NEW CHAIRMAN APPOINTED TO MONITOR HULL COUNCILLORS
A city magistrate has been appointed as chairman of Hull City Council's standards committee to oversee the behaviour of councillors, repor ts The Hull Advertiser. JP Chris Fenwick said the committee has an important role to play in monitoring standards at the council, particularly in the light of recent criticism by the Audit Commission (see LGCnet), which labelled the behaviour of some councillors as 'immature and confrontational'.
HOMES REFORM SCHEME IN TURMOIL
Up to half of the 82,000 homes involved in the transfer of Glasgow's social housing stock out of council control face demolition after allegations of cost overruns and mismanagement, according to sources in The Scotsman (6/12/03, p4).
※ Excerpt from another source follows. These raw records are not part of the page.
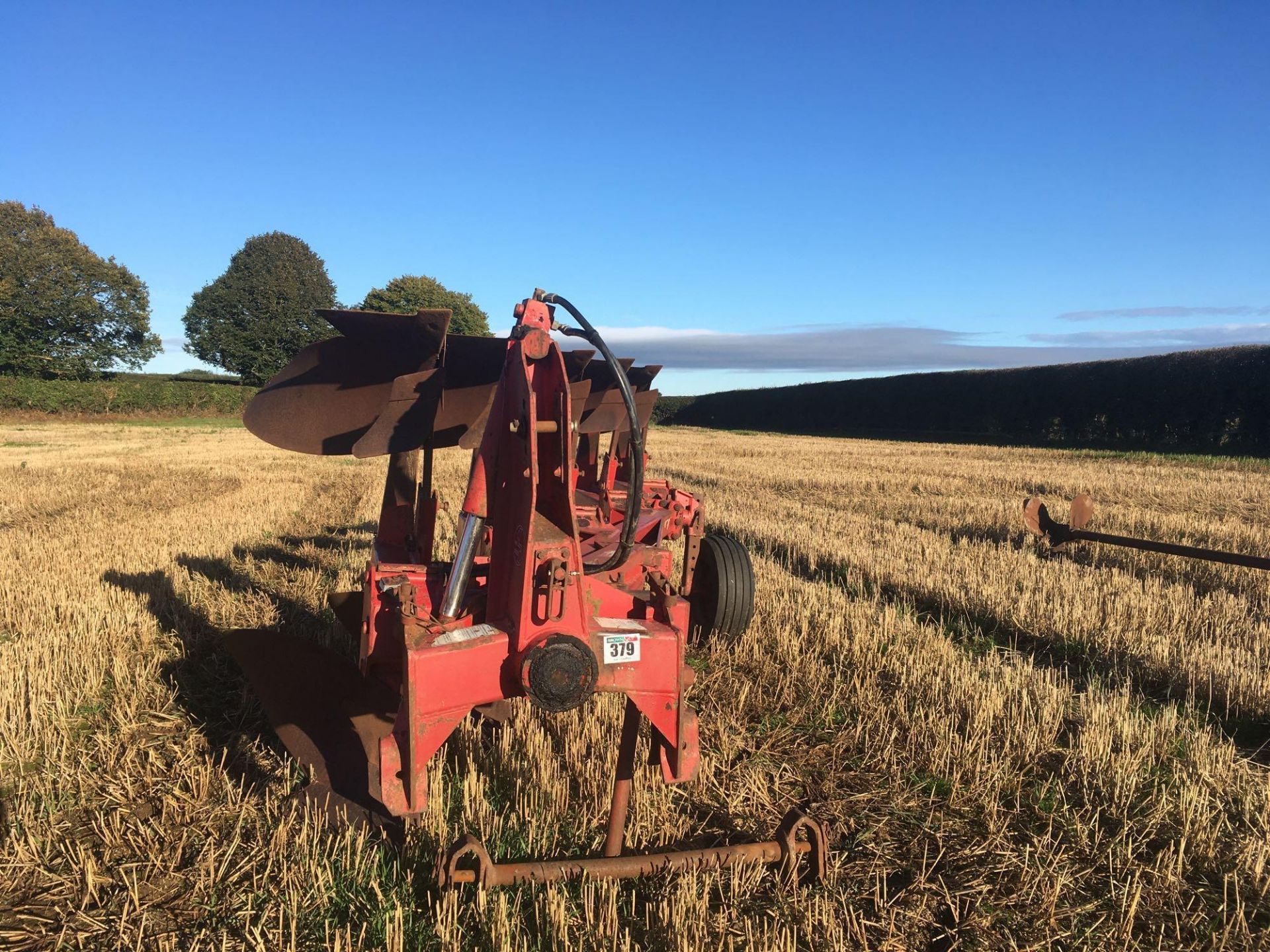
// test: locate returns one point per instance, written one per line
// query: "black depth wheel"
(723, 589)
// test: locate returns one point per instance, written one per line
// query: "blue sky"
(753, 194)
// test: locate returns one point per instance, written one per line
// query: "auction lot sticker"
(621, 649)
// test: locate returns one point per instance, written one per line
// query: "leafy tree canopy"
(64, 310)
(259, 313)
(411, 292)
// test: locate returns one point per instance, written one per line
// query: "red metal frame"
(541, 530)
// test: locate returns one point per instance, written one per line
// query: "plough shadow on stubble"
(207, 682)
(1082, 666)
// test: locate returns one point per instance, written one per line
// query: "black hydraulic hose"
(635, 485)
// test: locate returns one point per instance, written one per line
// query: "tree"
(411, 292)
(64, 310)
(259, 313)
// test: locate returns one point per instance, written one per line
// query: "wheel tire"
(723, 590)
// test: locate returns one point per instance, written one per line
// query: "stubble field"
(1013, 749)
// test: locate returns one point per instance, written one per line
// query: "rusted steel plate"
(575, 364)
(601, 375)
(405, 420)
(642, 377)
(609, 414)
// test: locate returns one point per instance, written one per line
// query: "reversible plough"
(560, 587)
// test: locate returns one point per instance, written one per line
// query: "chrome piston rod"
(472, 528)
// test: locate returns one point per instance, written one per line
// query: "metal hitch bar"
(1039, 522)
(786, 850)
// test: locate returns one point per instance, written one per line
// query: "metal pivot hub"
(560, 673)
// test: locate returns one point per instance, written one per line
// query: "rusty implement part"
(327, 715)
(1039, 522)
(802, 861)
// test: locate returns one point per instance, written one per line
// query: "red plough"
(562, 586)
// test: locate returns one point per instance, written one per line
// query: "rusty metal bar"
(804, 861)
(1209, 555)
(625, 866)
(622, 781)
(1038, 521)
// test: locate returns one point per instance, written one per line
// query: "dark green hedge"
(122, 397)
(1197, 401)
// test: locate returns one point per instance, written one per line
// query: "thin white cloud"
(1206, 335)
(1167, 311)
(888, 349)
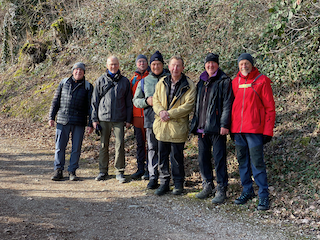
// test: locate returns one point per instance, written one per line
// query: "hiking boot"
(153, 184)
(177, 190)
(220, 196)
(263, 204)
(73, 176)
(137, 175)
(207, 191)
(101, 177)
(120, 177)
(58, 175)
(145, 175)
(163, 189)
(245, 197)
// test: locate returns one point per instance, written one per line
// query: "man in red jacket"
(253, 118)
(138, 119)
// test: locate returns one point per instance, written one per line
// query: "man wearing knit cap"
(173, 100)
(211, 122)
(112, 110)
(143, 98)
(138, 119)
(71, 105)
(253, 118)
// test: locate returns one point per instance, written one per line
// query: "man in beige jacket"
(173, 100)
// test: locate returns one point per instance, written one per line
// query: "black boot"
(58, 175)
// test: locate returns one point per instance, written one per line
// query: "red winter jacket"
(137, 112)
(253, 109)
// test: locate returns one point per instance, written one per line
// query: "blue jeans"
(140, 135)
(62, 138)
(175, 150)
(249, 148)
(152, 155)
(205, 143)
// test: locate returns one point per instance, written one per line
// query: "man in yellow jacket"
(173, 100)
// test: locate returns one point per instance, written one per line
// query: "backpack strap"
(142, 84)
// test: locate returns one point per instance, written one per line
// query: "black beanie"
(212, 57)
(245, 56)
(157, 56)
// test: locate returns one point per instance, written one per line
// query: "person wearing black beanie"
(252, 123)
(211, 123)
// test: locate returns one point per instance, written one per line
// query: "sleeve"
(89, 105)
(139, 100)
(269, 106)
(156, 100)
(129, 105)
(55, 105)
(95, 100)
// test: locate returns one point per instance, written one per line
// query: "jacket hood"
(147, 70)
(251, 74)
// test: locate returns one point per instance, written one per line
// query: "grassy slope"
(293, 155)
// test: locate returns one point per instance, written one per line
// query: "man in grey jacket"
(71, 108)
(112, 109)
(143, 99)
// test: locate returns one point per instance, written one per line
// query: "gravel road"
(34, 207)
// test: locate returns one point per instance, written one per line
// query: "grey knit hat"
(157, 56)
(212, 57)
(245, 56)
(141, 56)
(79, 65)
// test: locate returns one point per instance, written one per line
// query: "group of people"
(157, 102)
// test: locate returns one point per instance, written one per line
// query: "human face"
(245, 67)
(157, 67)
(142, 65)
(78, 74)
(176, 67)
(113, 65)
(211, 67)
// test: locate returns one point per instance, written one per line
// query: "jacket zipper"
(242, 110)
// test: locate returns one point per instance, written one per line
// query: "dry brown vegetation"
(282, 35)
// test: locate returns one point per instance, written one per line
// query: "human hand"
(149, 101)
(164, 116)
(51, 123)
(266, 139)
(89, 130)
(224, 131)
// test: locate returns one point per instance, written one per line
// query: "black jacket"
(213, 104)
(71, 103)
(114, 105)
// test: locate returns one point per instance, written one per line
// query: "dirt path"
(34, 207)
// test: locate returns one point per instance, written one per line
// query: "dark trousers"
(62, 138)
(152, 154)
(218, 143)
(175, 150)
(140, 135)
(119, 158)
(249, 149)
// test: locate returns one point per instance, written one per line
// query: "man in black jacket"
(71, 105)
(112, 109)
(211, 122)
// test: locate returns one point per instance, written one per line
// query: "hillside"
(41, 40)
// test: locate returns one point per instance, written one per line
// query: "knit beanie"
(245, 56)
(79, 65)
(141, 56)
(157, 56)
(212, 57)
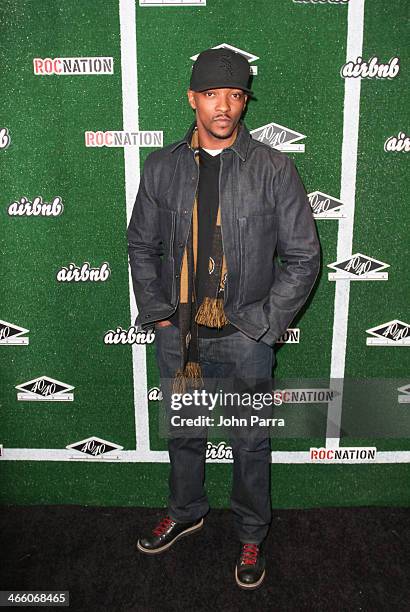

It also claims that repairs have been suspended by some local managers, despite suggestions that the Glasgow Housing Association is sitting on a £45m bank balance.
COUNCILLOR'S AGENT CLEARED OF CORRUPTION
Redbridge LBC councillor, Dev Sharma's agent, Andrew Lester, has been cleared of allegations that he lied during an investigation into alleged local election corruption, reports the South London Press (p13). Mr Lester was working for Mr Sharma, when he was accused of misleading the police when they probed election expense forms he submitted in a council by-election last year.
BUSINESSES EXPRESS CAUTION OVER REGIONAL ASSEMBLIES
A new survey has found business leaders in Rotherham are 'extremely cautious' about the proposed regional assemblies because of fears of increased bureaucracy and a lack of understanding, reports the Yorkshire Post (p8).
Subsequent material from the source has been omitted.